Hong Kong’s security minister, Lai Tung-kwok, said earlier this year there was no indication that Xiao had left the city against his will or that mainland public security officers had carried out law enforcement work beyond their jurisdiction in the city.
Xiao was reported missing by his family on January 28. On the following day, his family asked police through a lawyer for the report to be withdrawn because Xiao had told his family he was safe.
His flagship company, The Tomorrow Group, also printed a front-page advertisement Xiao’s name in a local Chinese-language newspaper, saying he had not been abducted and that he was “recuperating abroad”.
In the booksellers’ case, Hong Kong police first contacted mainland authorities in November 2015 after receiving a report that three of them, Lam Wing-kee, Lui Por, and Cheung Chi-ping had gone missing. It also wrote to the mainland side in January 2016 about the disappearance of the main publication house owner Lee Po, and received a reply the same month that he was on the mainland.

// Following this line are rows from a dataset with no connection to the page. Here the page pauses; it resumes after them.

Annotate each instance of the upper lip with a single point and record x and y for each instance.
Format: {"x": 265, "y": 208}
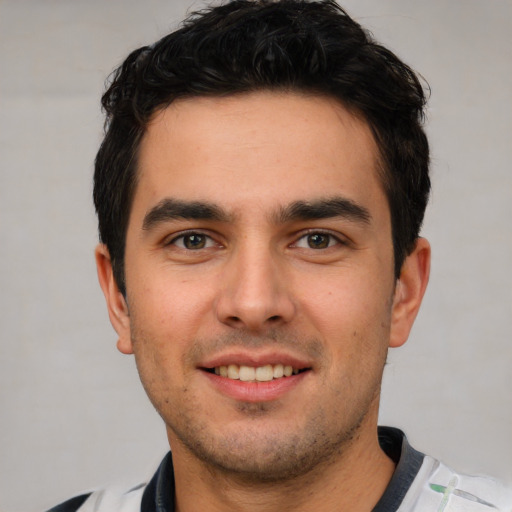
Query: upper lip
{"x": 254, "y": 359}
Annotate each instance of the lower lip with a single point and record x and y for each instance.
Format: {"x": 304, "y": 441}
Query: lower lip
{"x": 255, "y": 391}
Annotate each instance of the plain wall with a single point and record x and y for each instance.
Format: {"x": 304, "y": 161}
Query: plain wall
{"x": 72, "y": 412}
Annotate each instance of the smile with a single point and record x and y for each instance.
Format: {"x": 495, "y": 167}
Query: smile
{"x": 263, "y": 373}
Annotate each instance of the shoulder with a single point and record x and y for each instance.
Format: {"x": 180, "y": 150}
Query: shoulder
{"x": 105, "y": 500}
{"x": 71, "y": 505}
{"x": 438, "y": 487}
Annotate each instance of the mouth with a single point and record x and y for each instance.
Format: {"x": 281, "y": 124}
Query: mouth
{"x": 265, "y": 373}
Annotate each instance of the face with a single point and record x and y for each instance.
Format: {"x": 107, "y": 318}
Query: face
{"x": 259, "y": 271}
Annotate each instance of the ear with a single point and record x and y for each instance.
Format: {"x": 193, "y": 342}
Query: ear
{"x": 409, "y": 292}
{"x": 116, "y": 303}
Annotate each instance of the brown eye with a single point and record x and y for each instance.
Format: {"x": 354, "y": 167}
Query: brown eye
{"x": 193, "y": 241}
{"x": 318, "y": 241}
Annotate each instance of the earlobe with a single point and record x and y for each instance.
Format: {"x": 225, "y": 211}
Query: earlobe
{"x": 116, "y": 303}
{"x": 409, "y": 292}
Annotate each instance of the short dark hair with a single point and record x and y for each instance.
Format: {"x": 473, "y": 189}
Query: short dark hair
{"x": 250, "y": 45}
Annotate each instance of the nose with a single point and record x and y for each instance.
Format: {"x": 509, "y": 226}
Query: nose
{"x": 255, "y": 293}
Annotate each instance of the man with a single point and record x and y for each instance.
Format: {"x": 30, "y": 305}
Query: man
{"x": 260, "y": 191}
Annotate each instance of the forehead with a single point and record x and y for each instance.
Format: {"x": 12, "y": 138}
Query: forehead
{"x": 256, "y": 150}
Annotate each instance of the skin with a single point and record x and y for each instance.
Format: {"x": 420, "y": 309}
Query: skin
{"x": 254, "y": 282}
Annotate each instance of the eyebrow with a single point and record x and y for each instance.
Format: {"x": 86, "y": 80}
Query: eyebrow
{"x": 324, "y": 209}
{"x": 173, "y": 209}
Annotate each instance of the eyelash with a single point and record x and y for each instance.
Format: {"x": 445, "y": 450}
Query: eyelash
{"x": 183, "y": 236}
{"x": 210, "y": 242}
{"x": 332, "y": 239}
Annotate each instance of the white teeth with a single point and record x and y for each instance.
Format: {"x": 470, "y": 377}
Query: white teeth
{"x": 260, "y": 374}
{"x": 247, "y": 373}
{"x": 278, "y": 371}
{"x": 264, "y": 373}
{"x": 233, "y": 371}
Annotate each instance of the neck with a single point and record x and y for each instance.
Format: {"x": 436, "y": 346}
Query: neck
{"x": 354, "y": 480}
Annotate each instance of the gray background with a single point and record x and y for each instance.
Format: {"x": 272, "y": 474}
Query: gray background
{"x": 72, "y": 412}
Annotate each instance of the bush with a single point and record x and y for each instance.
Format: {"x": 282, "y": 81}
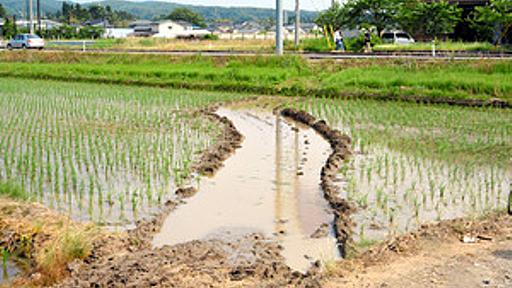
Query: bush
{"x": 211, "y": 37}
{"x": 13, "y": 191}
{"x": 356, "y": 44}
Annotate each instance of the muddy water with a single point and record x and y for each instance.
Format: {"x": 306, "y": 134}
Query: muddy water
{"x": 9, "y": 271}
{"x": 269, "y": 186}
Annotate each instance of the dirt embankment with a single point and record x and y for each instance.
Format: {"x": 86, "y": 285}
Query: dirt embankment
{"x": 340, "y": 145}
{"x": 213, "y": 159}
{"x": 210, "y": 161}
{"x": 130, "y": 261}
{"x": 452, "y": 253}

In February 2016, police received a reply from the Guangdong provincial public security department that Lui, Cheung, and Lam were “suspected to be involved in illegal activities” and were detained on the mainland.
Following public outcry over the saga, Hong Kong and mainland authorities agreed to improve the notification system in place since 2001.
Under the revised system, the mainland should inform Hong Kong within 14 days on cases involving unnatural deaths or imposition of criminal compulsory measures on Hong Kong residents on the mainland.